Karthik Ramanna tells us why traditional tools will not help in navigating today's volatile social landscape
Karthik Ramanna is professor of business and public policy at University of Oxford’s Blavatnik School of Government, and author of The Age of Outrage: How to Lead in a Polarized World. In an interview with Forbes India, he explains why managing for this age of outrage needs to be a core capability for today’s leaders, and suggests a five-part framework to guide them. Edited excerpts:
Q. What brought you to writing this book?
I wrote this book because I was dealing with the question of leading in a polarised world myself in the context of my role as director of the Master of Public Policy Program at Oxford. Over the course of the years that I led the programme, we educated about 1,000 public leaders from nearly 150 different jurisdictions. They came from settings as diverse as China and the United States, Russia and Ukraine, Israel and Palestine, India and Pakistan.
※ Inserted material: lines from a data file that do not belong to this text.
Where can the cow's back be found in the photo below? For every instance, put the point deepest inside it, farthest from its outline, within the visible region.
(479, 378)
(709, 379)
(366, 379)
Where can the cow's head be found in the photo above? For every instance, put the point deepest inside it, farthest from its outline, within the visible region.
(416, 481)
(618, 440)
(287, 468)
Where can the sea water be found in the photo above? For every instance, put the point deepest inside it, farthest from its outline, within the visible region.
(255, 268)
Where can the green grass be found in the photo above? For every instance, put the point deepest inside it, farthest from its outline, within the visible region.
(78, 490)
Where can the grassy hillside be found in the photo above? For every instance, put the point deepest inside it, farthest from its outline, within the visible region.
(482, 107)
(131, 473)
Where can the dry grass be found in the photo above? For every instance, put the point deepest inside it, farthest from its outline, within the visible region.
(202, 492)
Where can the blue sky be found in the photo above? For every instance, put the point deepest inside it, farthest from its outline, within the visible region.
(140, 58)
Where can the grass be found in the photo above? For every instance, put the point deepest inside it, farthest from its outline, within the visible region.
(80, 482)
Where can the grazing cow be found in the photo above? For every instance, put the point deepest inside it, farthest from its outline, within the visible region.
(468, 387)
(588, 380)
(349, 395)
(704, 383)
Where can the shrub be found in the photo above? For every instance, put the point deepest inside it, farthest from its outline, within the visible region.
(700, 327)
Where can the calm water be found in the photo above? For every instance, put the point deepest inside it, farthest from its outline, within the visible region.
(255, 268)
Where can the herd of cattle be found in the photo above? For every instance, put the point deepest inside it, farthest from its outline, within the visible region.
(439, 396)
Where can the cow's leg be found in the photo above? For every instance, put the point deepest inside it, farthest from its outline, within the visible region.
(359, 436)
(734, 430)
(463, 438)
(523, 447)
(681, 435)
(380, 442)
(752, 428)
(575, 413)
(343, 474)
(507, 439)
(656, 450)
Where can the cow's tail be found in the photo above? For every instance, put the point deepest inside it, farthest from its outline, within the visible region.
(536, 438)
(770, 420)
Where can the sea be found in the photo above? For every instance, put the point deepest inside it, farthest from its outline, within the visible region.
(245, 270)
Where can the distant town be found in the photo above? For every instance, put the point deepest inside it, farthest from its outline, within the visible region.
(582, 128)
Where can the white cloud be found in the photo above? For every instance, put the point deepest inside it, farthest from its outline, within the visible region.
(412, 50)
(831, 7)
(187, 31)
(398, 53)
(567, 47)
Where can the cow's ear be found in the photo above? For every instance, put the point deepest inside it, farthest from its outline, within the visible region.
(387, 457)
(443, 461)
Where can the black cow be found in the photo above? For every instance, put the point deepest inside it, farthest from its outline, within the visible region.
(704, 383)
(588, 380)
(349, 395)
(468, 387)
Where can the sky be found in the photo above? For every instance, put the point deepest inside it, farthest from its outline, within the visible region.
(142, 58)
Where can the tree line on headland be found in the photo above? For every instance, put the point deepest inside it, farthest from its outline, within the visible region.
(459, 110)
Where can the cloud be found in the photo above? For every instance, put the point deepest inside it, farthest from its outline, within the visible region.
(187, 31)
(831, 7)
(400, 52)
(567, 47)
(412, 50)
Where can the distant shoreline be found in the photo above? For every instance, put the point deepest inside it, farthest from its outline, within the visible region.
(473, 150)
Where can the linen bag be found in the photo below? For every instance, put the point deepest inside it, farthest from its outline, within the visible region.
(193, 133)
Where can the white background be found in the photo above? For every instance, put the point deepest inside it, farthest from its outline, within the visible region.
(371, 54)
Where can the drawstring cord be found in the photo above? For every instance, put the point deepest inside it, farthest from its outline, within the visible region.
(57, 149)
While all of them were motivated by a spirit of public service, they had very different perspectives on what constituted good social outcomes or good practice in government. So, finding ways in which we could bridge those divisions was really important to me.
The divisions we experienced among these prospective public leaders was simply a reflection of the wider divisions in society. The age of outrage is a very real phenomenon we are confronting, not just across jurisdictions and countries, but within countries and within societies.